Home Music Music Lists

Every Harry Styles Song Ranked

He’s built one of the wildest, weirdest songbooks of modern times — from Seventies raunch to epic folk beauty to glam grandeur

Harry Styles photo collage

RICH FURY/GETTY IMAGES FOR SPOTIFY; ANTHONY PHAM VIA GETTY IMAGES; FRED DUFOUR/AFP VIA GETTY IMAGES

Harry Styles dropped his debut solo single, “Sign of the Times,” in 2017. Since then, he’s built one of the wildest, weirdest songbooks of modern times. A brilliant body of work, from a genius singer, songwriter, and performer. And it’s just about to get bigger, since he’s also an evil angel of chaos who never gets tired of wreaking havoc on our lives.

What a songbook: 53 songs, all of them great, from an artist who already rates with the all-time legends. So let’s break it down: Every Harry Styles songs ever, ranked and reviewed. No duds here, just gems from bottom to top, so it’s a tribute to every single song. 

Every fan would pick a different list — that’s the whole fun of it. So your list is guaranteed to be different — hell, our list would change from hour to hour, because as with most fans, our favorite tends to be the one we’re listening to right now. So obviously, don’t sweat the order they’re in — these are all songs to celebrate. The words are the point here, not the numbers.

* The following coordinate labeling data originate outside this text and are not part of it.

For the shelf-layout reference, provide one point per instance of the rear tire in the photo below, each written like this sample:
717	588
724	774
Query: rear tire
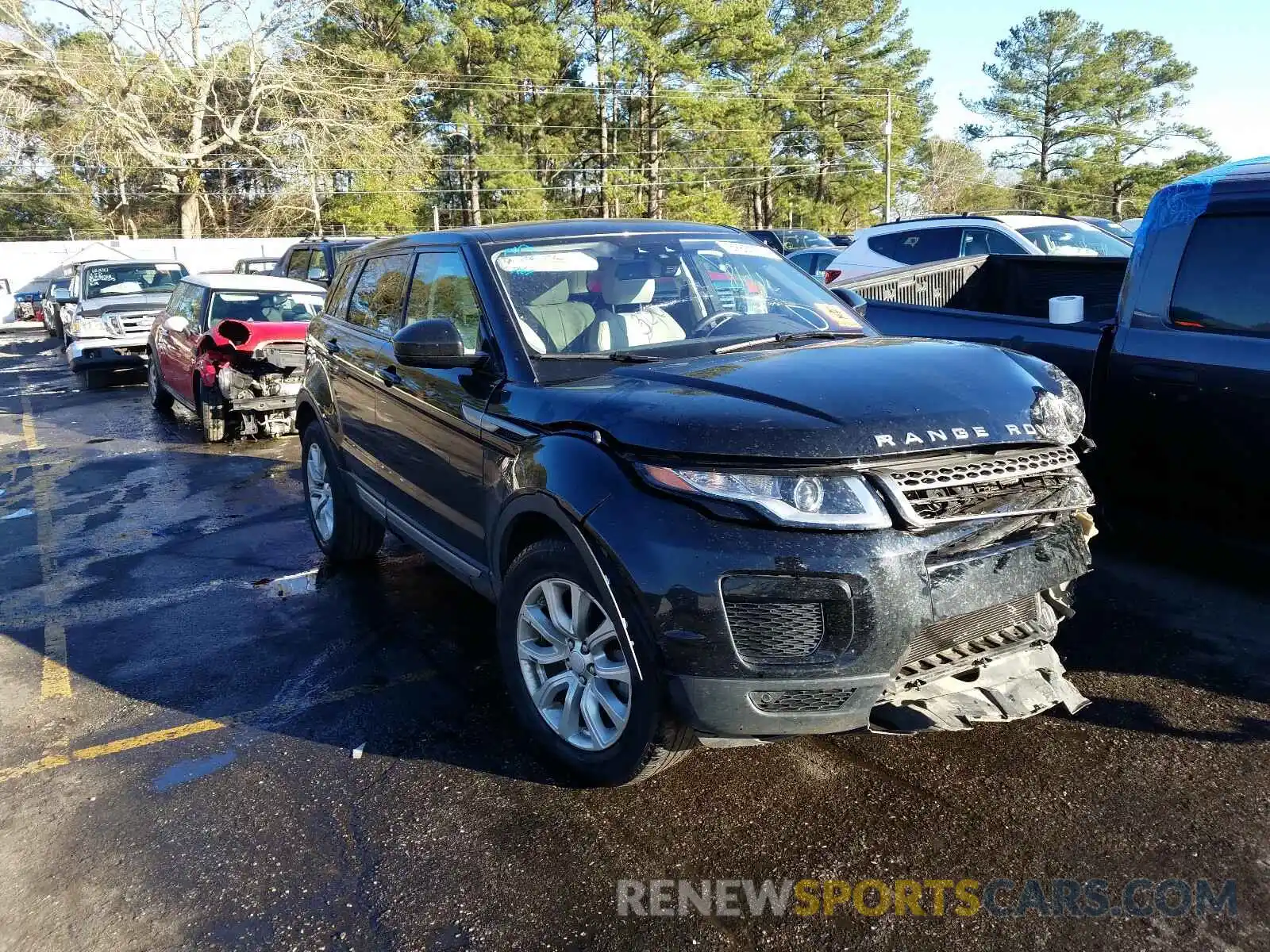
159	397
343	530
651	739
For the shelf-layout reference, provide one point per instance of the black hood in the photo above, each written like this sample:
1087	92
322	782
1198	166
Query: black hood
868	397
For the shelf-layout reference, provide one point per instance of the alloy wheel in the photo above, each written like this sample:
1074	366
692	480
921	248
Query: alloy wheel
573	664
321	501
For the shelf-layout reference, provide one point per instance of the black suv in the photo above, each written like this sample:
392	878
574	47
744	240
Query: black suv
711	505
315	260
785	240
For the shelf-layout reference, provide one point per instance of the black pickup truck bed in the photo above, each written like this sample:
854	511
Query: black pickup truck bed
1174	355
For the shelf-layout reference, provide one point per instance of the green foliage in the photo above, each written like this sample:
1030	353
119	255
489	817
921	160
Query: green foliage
1083	113
746	112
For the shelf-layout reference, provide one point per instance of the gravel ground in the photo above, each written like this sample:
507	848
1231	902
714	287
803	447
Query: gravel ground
197	786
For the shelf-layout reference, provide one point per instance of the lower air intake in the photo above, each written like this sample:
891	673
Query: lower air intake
802	701
775	631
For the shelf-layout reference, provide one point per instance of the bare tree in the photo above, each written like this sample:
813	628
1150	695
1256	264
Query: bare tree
184	86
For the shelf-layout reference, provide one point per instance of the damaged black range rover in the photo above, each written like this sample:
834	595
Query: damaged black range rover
709	501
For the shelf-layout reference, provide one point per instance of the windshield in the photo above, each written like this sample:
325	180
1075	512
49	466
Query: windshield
262	306
802	238
660	294
133	278
1076	239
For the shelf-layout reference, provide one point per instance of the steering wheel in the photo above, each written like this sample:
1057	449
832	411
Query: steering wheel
714	321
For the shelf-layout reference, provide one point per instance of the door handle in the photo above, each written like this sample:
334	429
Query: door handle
1165	372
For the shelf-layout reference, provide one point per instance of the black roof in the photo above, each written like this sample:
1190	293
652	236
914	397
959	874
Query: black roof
556	228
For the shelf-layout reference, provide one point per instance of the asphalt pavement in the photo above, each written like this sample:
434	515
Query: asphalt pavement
211	740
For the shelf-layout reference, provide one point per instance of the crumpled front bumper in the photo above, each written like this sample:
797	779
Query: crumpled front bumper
1003	689
93	353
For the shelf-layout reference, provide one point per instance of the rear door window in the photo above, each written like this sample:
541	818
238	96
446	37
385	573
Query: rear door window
1223	283
918	247
379	295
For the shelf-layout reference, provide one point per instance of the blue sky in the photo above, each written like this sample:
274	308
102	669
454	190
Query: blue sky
1227	42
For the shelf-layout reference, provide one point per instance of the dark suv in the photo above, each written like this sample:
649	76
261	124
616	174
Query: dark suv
710	505
317	259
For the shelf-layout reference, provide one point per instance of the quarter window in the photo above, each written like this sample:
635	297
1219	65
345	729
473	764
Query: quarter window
442	287
1223	283
337	298
318	266
298	264
380	294
988	241
918	247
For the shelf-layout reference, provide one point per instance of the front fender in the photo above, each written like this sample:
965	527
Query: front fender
317	395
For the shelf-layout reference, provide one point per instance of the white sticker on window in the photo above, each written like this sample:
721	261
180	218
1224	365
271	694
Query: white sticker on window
745	248
537	262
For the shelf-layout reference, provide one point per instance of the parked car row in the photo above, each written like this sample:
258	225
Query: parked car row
711	505
1172	348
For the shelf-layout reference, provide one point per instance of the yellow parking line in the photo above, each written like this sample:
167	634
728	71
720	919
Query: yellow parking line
56	678
143	740
186	730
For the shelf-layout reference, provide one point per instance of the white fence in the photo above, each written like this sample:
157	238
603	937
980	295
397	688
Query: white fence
29	266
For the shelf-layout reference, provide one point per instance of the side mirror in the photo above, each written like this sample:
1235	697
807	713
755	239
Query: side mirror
852	300
432	343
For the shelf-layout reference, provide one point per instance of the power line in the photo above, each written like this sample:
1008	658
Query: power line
423	190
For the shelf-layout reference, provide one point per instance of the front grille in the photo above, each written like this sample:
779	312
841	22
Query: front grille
775	631
283	353
802	701
984	486
125	323
956	640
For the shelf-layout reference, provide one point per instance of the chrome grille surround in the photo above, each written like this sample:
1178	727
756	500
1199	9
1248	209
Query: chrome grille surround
964	486
126	323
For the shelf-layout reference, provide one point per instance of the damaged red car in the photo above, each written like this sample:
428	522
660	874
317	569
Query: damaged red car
232	348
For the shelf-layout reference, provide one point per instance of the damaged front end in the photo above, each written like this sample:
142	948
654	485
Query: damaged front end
256	372
992	666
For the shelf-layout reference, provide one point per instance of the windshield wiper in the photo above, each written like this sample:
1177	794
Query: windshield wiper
616	355
783	338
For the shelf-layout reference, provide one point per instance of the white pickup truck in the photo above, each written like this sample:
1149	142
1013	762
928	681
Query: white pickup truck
110	310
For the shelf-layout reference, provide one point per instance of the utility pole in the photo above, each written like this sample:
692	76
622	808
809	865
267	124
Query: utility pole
886	131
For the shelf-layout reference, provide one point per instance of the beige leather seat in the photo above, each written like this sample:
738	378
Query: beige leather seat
629	317
562	319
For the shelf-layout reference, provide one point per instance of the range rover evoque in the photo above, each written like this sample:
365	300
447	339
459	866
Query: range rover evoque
710	505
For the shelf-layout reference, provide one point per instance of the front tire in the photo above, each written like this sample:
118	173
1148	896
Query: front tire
343	530
159	397
572	678
211	416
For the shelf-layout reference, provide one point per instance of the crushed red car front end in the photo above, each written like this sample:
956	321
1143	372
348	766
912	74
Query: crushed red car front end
256	368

Let’s face it, there are lots of Harries. He’s a pop star. An actor. A scholar of music history. A fashion icon. A dangerous madman who finds his pleasure in getting under our skin and trashing our expectations and dancing on our madness. And honestly, bless him for that. He’s all of these things, but as these songs prove, the realest, truest Harry is the one who puts his heart and soul into this music. 

The list includes everything from all three of his solo albums, right up to Harry’s House. We’re also counting songs he’s made a crucial part of his tours, even if they’re not officially released. Sure, this is totally cheating, but otherwise we’d have to leave “Medicine” off the list, which would be a tragedy.

No One Direction tunes — that would be a totally different list. As the old song says, we don’t want a shadow holding us hostage, right?

So let’s make some noise for all 53 of these songs, and the man who brought them into the world. And here’s to the music he’s got in store for the future. Step into the light.

Love Music?

Get your daily dose of everything happening in Australian/New Zealand music and globally.

3

‘Matilda’

The emotional core of Harry’s House is a tenderly sung note to a friend who’s still sorting through the psychic wreckage of childhood neglect. Styles, backed by a spectral choir and not much else, comforts his friend (whose stand-in is the titular character from the Roald Dahl fantasy novel), guiding her into the light where she can be her own person and bathe in much-deserved appreciation from those who now surround her. —M.J.Best line: “You showed me a power that is strong еnough to bring sun to the darkest days/It’s none of my business, but it’s just been on my mind.”

2

‘As It Was’

The first taste of his third album, Harry’s House, and an instant Number One hit. “As It Was” is a seductive dance-floor synth-pop bop — yet it’s also the most nakedly vulnerable tune he’s ever done. It opens with the voice of his goddaughter, angry about a missed call. (“Come on Harry, we wanna say good night to you!”) But even when he feels down and out, the breathy intimacy in his voice makes it feel like this is a shared story between two people. The ecstatic chimes ringing at the end are Harry playing “tubular bells.” Total genius, done and dusted in three minutes. What a way to kick off the Harry’s House era, almost exactly five years after his debut single. —R.S.Best line: “Answer the phone/Harry, you’re no good alone/Why are you sitting at home on the floor?/What kind of pills are you on?”

1

‘Sign of the Times’

The last thing the world was expecting from Harry Styles. His first solo single after One Direction wasn’t a pop banger, it was a nearly six-minute love-and-death piano epic. Talk about an audacious career move: He was aiming for the high ground of David Bowie, or Prince, or Queen. As Harry told Rolling Stone in 2017, it’s sung from the perspective of a mother dying in childbirth. “The mother is told, ‘The child is fine, but you’re not going to make it.’ The mother has five minutes to tell the child, ‘Go forth and conquer.’” That’s why “Sign of the Times” feels uplifting, finding beauty in bleakness. The song made an instant impact — it hit Number Four in the U.S. — but it just gets more powerful as you live with it over the years. (It’s a totally different song if it happens to carry you through a grief experience.) “Sign of the Times” seems to pack a lifetime’s worth of hope into a few minutes. After this, nobody doubted Harry Styles again. —R.S. Best line: “Just stop your crying, it’s a sign of the times/Welcome to the final show/Hope you’re wearing your best clothes/You can’t bribe the door on your way to the sky.”